How Does A Compiler Work?
Note: I am surprised that this hasn't been asked before, and if it has I could not find it in a search.
I've been on tons of websites, I've read tons of articles, and I have heard tons of explanations. Most of them were good, but they were all either to broad or too complicated or just plain bad. So my question is , how does a compiler work?
If this is a difficult, broad question, please tell me. But if not, please answer the question.
Too broad, at least the "How does it work" part. There are whole books written on that topic.
http://en.wikipedia.org/wiki/Compiler would be the Wikipedia link that is trivial to find, what specifically are you wondering? The question is broad enough that I'd be tempted to give the smart alec response of, "Compilers translate code from one language to another," as that is the general idea that has a lot of nuances within that once one starts to look at what does that really involve.
@JB King: I guess my question is "How does the compiler convert code from high-level to low-level"
May I suggest looking into loaders, linkers, and interpreters? Interpreters also convert code from high level to low level in a different way while loaders and linkers are used with compilers to create executables and libraries to some extent.
Any explanation of how a compiler works will either be too broad or too complicated. It's a complicated subject, and the compilers classes were the hardest computer-related courses I ever took.
A compiler is a program that translates the source code for another program from a programing language into executable code.
The source code is typically in a high-level programming language (e. g. Pascal, C, C++, Java, Perl, C#, etc.). The executable code may be a sequence of machine instructions that can be executed by the CPU directly, or it may be an intermediate representation that is interpreted by a virtual machine (e. g. Java byte code).
In short, a compiler converts a program from a human-readable format into a machine-readable format.
As to how a compiler works, that is indeed complicated. There are books and university courses on the subject. I will attempt to briefly outline the main stages of the process, but this will be a very cursory overview.
- Lexing - break up the text of the program into "tokens". The tokens are the "words" of the programming language, such as identifiers (keywords, variable names, function names, etc.) or operators (=, *, &, etc.).
- Parsing - convert the sequence of tokens into a parse tree, which is a data structure representing various language constructs: type declarations, variable declarations, function definitions, loops, conditionals, expressions, etc.
- Optimization - evaluate constant expressions, optimize away unused variables or unreachable code, unroll loops if possible, etc.
- Translate the parse tree into machine instructions (or JVM byte code).
Again, I stress that this is a very brief description. Modern compilers are very smart, and, consequently, very complicated.
Actually, it transform a language into another. Early C++ compiler did compile to C. The same goes for Vala compiler. Java compiler compiles into bytecode that isn't executable without a JVM's JIT compiler.
@deadalnix IMHO, the point is that you go from non-executable code to executable code.
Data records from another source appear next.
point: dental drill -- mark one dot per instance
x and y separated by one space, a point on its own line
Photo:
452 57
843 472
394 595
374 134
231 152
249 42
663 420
I would argue that C-front was not a compiler but a front-end to the C compiler. Or a stage in the compilation process, if you will. Virtual machines blur the boundary between "executable" and "non-executable", of course. Here I would simply consider executable code to be whatever goes into the virtual machine, like the byte code, and abstract away whatever goes on inside the VM, like JIT.
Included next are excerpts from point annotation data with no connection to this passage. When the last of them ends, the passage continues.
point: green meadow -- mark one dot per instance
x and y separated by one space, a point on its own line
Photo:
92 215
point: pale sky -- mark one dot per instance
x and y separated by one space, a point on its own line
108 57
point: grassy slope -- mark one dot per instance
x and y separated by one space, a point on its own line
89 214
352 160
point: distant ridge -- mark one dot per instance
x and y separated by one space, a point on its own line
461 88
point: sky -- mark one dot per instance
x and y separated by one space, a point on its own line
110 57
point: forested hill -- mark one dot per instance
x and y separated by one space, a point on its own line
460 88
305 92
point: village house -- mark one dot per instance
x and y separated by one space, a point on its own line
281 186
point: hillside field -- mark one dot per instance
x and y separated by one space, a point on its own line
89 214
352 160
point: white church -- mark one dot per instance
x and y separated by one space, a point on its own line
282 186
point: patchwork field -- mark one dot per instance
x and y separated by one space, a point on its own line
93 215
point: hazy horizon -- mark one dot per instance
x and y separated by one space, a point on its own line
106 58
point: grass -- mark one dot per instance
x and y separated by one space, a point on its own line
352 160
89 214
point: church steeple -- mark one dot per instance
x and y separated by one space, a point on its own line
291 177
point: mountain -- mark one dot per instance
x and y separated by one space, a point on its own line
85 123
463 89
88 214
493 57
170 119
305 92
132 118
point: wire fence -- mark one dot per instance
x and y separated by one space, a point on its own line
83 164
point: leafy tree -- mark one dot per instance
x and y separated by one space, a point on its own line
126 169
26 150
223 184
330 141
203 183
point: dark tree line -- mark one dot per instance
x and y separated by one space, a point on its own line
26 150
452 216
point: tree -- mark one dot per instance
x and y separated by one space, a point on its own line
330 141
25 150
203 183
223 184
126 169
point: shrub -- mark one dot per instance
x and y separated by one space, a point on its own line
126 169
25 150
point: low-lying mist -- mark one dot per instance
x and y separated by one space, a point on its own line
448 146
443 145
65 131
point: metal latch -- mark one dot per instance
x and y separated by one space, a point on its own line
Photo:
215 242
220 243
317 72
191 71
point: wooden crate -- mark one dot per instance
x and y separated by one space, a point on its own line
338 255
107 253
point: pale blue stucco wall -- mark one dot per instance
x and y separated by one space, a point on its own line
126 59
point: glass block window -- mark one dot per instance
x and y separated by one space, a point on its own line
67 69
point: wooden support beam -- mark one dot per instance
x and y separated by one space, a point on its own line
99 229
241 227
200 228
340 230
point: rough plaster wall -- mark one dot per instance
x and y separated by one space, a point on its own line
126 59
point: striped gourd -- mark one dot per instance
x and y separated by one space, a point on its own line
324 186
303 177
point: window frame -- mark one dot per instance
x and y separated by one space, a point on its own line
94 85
@Dima, it doesn't have to be from non-executable code to executable code. For instance you cannot execute JVM byte code directly on Windows machines.
@Thorbjørn Ravn Andersen: but the byte code is executable by the JVM. Isn't the whole point of a "virtual machine" to look like a real machine to the programmer?
@Dima, modern JVM's actually compile byte codes into machine code - yes, another compiler. Hence the distinction of "source language" and “executable code" is at best blurry.
@Thorbjørn Ravn Andersen: Yes, I know. But the question was posed at a high level of detail, at which we can just treat a JVM as a black box that executes byte code, without going into the details of JIT, etc. Just as we can simply say that a CPU executes machine code produced by a C compiler, without going into the details of microcode.
I would argue that traditionally a compiler converted a program from a human-readable format into a machine-readable format, just as Dima said. Variations such as Cfront converting C++ to C or javac converting Java to bytecode are more advanced topics which should probably be left until after explaining the basic, traditional concept to someone unfamiliar with it.